Wie stehen Sie zum Aiblinger Modell? Halten Sie es für richtig, dieses Modell lediglich auf Wohnungen zu beschränken? Finden Sie die Ausschlusskriterien sinnvoll gesetzt? Was würden Sie ggf. anpassen wollen?

Das Aiblinger Modell fördert ausschließlich die Bildung von Wohneigentum. Das ist ‚schön’, deckt aber für mich nicht ausreichend Lösungsansätze für dringend notwendigen bezahlbaren Wohnraum ab.
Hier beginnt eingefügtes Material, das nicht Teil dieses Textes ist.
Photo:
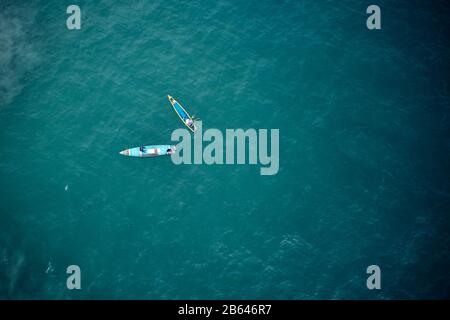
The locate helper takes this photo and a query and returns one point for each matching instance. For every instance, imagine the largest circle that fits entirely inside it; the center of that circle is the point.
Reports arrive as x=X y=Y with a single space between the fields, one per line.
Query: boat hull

Außerdem kann das Aiblinger Modell immer nur dann zum Tragen kommen, wenn Baugrund durch das Handeln der Stadt (Nutzungsänderung von Flächen, Änderungen von gültigen Bebauungsplänen…) eine Wertsteigerung erfährt. Diese Wertsteigerung fordern wir als Stadt dann sozusagen teilweise zurück und geben sie über das Aiblinger Modell an die BürgerInnen weiter. Das Aiblinger Modell ist auf Eigentumswohnungen ausgelegt, auch wenn ich nicht denke, dass es per se Einfamilienhäuser ausschließt. Grundsätzlich wird vielmehr ein Prozentsatz des neu geschaffenen Wohnraums dem Aiblinger Modell ‘zugeordnet’. Da aber möglichst viele Menschen Nutznießer des Aiblinger Modells sein sollen, ist es nachvollziehbar, dass man beispielsweise lieber vier Wohnungen fördert statt zwei Doppelhäuser. Die Ausschlusskriterien haben wir lange erarbeitet und den rechtlichen Rahmen so weit ausgeschöpft, wie es möglich war. Hier gibt es gesetzliche Vorgaben, die wir nicht aushebeln können. Das gemeinsame Ziel aller Fraktionen war, den Vorteil den AiblingerInnen zu Gute kommen zu lassen. Das ist soweit in Ordnung, finde ich. Grundsätzlich aber bin ich der Meinung, dass wir viel mehr die Menschen fördern müssen, für die Wohneigentum außerhalb jeder Reichweite liegt. Dafür ist das Aiblinger Modell nicht geeignet.